En el capricho del tiempo y el espacio que permite la caminata, se puede imaginar que en esta boda sonó Dos leonas, la canción que grabó, muchos años después, el 12 de junio de 2019, la reina del Axé, Daniela Mercury junto a su esposa Malu para celebrar a la comunidad LGTBIQ+.
La ensoñación de la caminata se corta ante un micro que entra en la Terminal de Ómnibus, que todavía no recuperó su ritmo previo a la pandemia. La casa LGTBIQ+ se llama Juan Carlos Espina desde marzo de 2020. Es un homenaje al presidente del Movimiento de Liberación Homosexual entre 1984 y 1986. Fue la primera organización LGTBIQ+ de la ciudad y la provincia, cuando recién despuntaba la democracia. Su nombre, la placa que lo recuerda, es una marca destinada a perdurar, una muesca contra el olvido. A Juan Carlos lo recuerdan las compañeras de Unidas, un colectivo feminista autónomo que comenzó a reunirse en 1982 en la ciudad, del que quedan unas cuantas revistas y varias memorias. Juan Carlos las acompañó: en una foto, él lleva una corona en la instalación del 8 de marzo de 1986 para denunciar la violencia machista. Habían entrelazado las luchas en las calles, y así supieron de risas, lágrimas, complicidades. Juan Carlos murió el 8 de febrero de 1994, y por alguna razón, la playlist me trae I wil survive, en la versión preciosa de Liniker.
¿Habría imaginado Juan Carlos que unas décadas después, 25 mil personas se iban a sumar a la Marcha del Orgullo con alegría? Sí, quiero escuchar a Sudor Marika, como una forma de decirles a quienes estuvieron antes que aquellos pasos se hicieron camino. “Revolución es que te pueda besar, en cualquier lado sin sentir la vergüenza”.
Quisiera caminatas con menos nostalgia que futuro, soñar con viajes al espacio en lugar de recordar pasados que alumbran en perspectiva. Es difícil imaginarse futuros venturosos cuando las redes rebasan de jóvenes libertarios. Siento la tentación de pensar que es el futuro repitiendo el pasado, con el gran Cazuza. Lo urgente es encontrar la matriz de este tiempo, cambiar las preguntas, dejar de morderse la cola. Entender una época desafiante, con la realidad virtual cada vez más real, se combina con la necesidad de sacarse las zapatillas para sentir el paso en la planta de los pies. Algo de lo humano se nutre en ese contacto esquivo en la vida urbana.

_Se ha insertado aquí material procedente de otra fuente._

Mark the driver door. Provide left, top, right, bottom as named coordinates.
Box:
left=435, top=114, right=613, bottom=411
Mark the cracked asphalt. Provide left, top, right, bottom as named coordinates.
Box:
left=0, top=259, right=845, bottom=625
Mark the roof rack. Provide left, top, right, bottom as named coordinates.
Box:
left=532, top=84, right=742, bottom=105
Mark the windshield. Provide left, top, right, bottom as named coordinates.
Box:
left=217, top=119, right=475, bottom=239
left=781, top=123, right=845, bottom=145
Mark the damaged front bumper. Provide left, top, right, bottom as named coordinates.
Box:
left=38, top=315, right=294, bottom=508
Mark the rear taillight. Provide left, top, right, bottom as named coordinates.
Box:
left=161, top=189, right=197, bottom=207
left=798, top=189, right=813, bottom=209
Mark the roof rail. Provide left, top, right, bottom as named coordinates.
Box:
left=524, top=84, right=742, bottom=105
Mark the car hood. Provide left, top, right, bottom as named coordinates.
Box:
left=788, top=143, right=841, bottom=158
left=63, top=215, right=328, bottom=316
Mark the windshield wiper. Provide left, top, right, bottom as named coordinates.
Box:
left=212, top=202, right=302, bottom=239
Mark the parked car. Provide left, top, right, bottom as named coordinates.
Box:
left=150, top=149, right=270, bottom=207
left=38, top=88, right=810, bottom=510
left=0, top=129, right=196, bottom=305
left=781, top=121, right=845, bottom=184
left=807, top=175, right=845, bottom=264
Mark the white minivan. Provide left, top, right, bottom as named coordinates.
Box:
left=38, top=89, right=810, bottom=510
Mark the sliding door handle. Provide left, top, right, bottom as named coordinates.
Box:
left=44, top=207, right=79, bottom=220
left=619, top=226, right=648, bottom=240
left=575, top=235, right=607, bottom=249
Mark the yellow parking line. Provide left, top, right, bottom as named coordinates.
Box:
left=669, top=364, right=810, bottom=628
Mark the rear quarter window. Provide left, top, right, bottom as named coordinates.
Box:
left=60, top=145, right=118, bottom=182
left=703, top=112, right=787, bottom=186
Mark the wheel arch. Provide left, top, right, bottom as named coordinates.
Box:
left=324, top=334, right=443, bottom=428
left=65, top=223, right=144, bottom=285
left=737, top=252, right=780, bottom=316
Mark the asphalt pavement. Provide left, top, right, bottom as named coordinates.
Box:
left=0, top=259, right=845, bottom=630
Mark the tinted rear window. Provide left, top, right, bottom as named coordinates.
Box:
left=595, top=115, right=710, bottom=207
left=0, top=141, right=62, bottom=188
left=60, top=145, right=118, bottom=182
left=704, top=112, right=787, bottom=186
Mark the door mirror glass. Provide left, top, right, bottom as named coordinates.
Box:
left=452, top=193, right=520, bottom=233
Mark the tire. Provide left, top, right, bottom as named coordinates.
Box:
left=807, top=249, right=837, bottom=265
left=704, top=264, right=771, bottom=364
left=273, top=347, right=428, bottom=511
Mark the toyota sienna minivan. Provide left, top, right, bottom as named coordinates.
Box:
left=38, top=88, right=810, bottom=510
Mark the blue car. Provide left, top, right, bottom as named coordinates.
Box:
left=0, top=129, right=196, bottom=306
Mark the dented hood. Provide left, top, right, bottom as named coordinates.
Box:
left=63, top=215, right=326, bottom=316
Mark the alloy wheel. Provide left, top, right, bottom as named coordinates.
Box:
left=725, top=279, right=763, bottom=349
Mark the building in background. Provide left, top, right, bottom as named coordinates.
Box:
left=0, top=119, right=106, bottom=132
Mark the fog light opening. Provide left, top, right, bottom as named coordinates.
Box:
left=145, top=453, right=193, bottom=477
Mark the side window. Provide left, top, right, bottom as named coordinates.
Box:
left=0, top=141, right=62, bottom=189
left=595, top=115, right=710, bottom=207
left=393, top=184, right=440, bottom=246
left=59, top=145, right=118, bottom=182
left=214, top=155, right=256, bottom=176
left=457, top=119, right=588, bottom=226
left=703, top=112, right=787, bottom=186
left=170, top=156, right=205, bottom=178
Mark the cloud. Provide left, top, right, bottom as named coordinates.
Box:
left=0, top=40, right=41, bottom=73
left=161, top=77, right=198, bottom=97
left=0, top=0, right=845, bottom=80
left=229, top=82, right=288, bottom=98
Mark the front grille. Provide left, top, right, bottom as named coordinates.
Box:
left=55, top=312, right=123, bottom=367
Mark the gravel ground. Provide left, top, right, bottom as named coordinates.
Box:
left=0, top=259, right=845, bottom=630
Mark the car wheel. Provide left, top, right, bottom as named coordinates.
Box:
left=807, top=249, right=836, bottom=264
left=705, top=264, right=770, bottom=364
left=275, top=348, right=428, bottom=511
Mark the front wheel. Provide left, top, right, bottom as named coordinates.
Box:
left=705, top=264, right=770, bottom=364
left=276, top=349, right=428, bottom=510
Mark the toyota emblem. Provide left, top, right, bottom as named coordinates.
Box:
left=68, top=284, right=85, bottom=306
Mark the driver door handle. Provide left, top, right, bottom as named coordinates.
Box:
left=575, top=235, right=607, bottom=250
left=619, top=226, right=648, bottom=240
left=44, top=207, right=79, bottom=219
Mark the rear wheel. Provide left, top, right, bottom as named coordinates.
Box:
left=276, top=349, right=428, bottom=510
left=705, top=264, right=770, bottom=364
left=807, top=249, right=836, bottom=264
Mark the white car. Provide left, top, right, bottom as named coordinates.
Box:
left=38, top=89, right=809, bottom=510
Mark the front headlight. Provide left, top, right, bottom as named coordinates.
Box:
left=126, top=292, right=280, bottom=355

Caminar por la ciudad se convierte en un viaje mental entre pasado y presente, mientras el futuro se quema con los incendios de las islas, y la desesperación se conjuga con bronca porque no sale la ley de Humedales. El olor a humo es la compañía, los días sofocantes se hacen un poquito más tolerables cerca del río, caminar por la larga franja costera del Paraná es también una manera de alejarse de las balas. A esa zona de la ciudad no llegan, todavía.